EB: It’s happening right now. I took my 1936 energy inefficient home and thought I had made it very energy efficient. Recently some people came to my home with an infrared gun and I was able to see all the gaps in my home, especially with the crawlspace under the house. I’ve been hemorrhaging heat in the winter and cool in the summer, despite my best efforts. That’s now being fixed as we speak. I also just got a new 95 percent energy efficient water heater and new heating and air unit, both from AO Smith.
Tell us about the “special” insulation in your home.
EB: I have recycled denim in the attic and had them blow cellulose into the walls. We have a big demand for energy in my house, since we run two businesses on site. I have “Begley’s Best,” my non-toxic cleaning products, which Gaiam and Real Goods is kind to enough to carry, and my wife has a Pilates business. Plus, we have a camera crew with bright lights shooting at the house all the time. Add in my electric car, and even though I have a solar house I need to make sure it’s totally energy efficient.
What is your reality show, “Living With Ed,” about?
EB: It’s on HGTV and the first season is available on DVD from Gaiam. It’s “Green Acres” for the new millennium. I’m Eddie Albert and my wife, Rachelle, is Eva Gabor. It’s a show about my poor beleaguered wife and what it’s like to live with a guy who rides a bicycle to make toast. I am interested in things working well and being practical. She is more interested in the aesthetics. We find a way to meet in the middle. We’ve learned we can have a drought tolerant garden that is not only practical, but it also looks good.
What kind of car do you drive?
EB: It’s a Toyota RAV 4, pure electric. It just runs and runs.
What films and books about living green do you suggest?
EB: I am going to be unabashedly self-serving here. My book, Living With Ed: A Guide to the Eco-Friendly Life, has just been published by Clarkson Potter. It’s a very good how-to book filled with lots of tips. I also tell people to look in the Gaiam and Real Goods catalogues to see all the wonderful books about solar, wind power and things like straw bale houses.

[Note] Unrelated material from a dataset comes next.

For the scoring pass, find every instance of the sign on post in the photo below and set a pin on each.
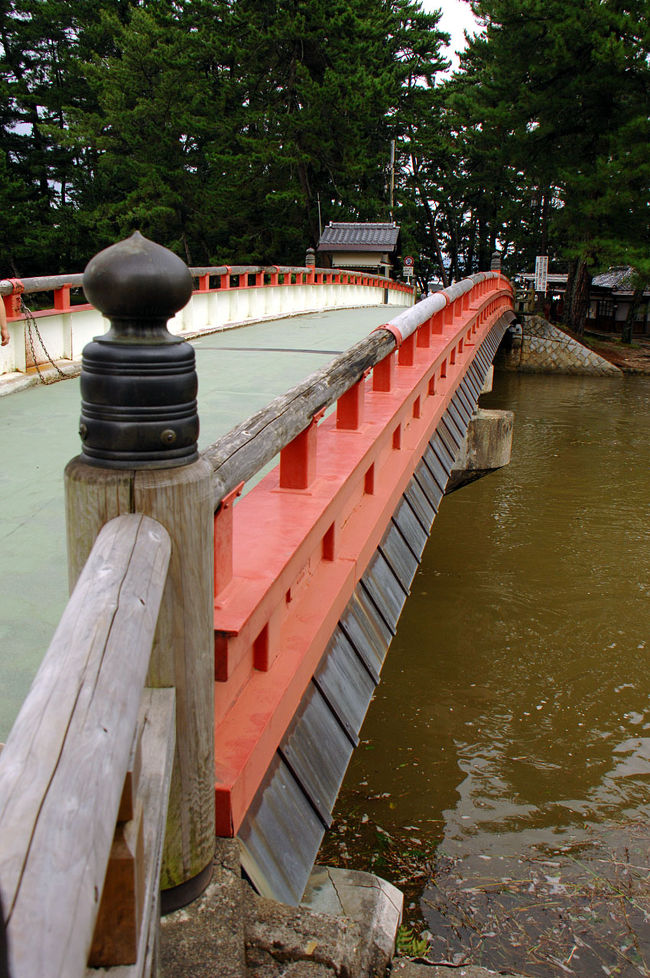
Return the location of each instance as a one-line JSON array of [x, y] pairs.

You serve on the Boards of many important organizations. What do you like best about the role you play?
EB: It allows me to be a megaphone, to spread the word. I’m fortunate that my acting work puts me into the public spotlight so I can bring attention to these important issues.
In the current Earth Cinema Circle collection there is a documentary called A Life Among Whales. Why is this an important film?
EB: This film tells the story of whale biologist Dr. Roger Payne and the work he has done detailing the intelligence of whales and the near-extinction of the species. It also includes the groundbreaking work he did in observing and recording whales singing. His work was instrumental in creating a ban on whaling that, unfortunately, is now being dismantled. This film will bring attention to the importance of funding the efforts of Paul Watson (founder of the Sea Shepherd Conservancy) and our friends at Greenpeace. Also on this volume are two films about food. One film is an animated piece from Sierra Club called The True Cost of Food and the other is an incredibly inspiring film called How to Save the World about a New Zealand biodynamic farmer. I want to encourage people to join Earth Cinema Circle and watch these films and then look and see what small things they can begin to do today to make a difference.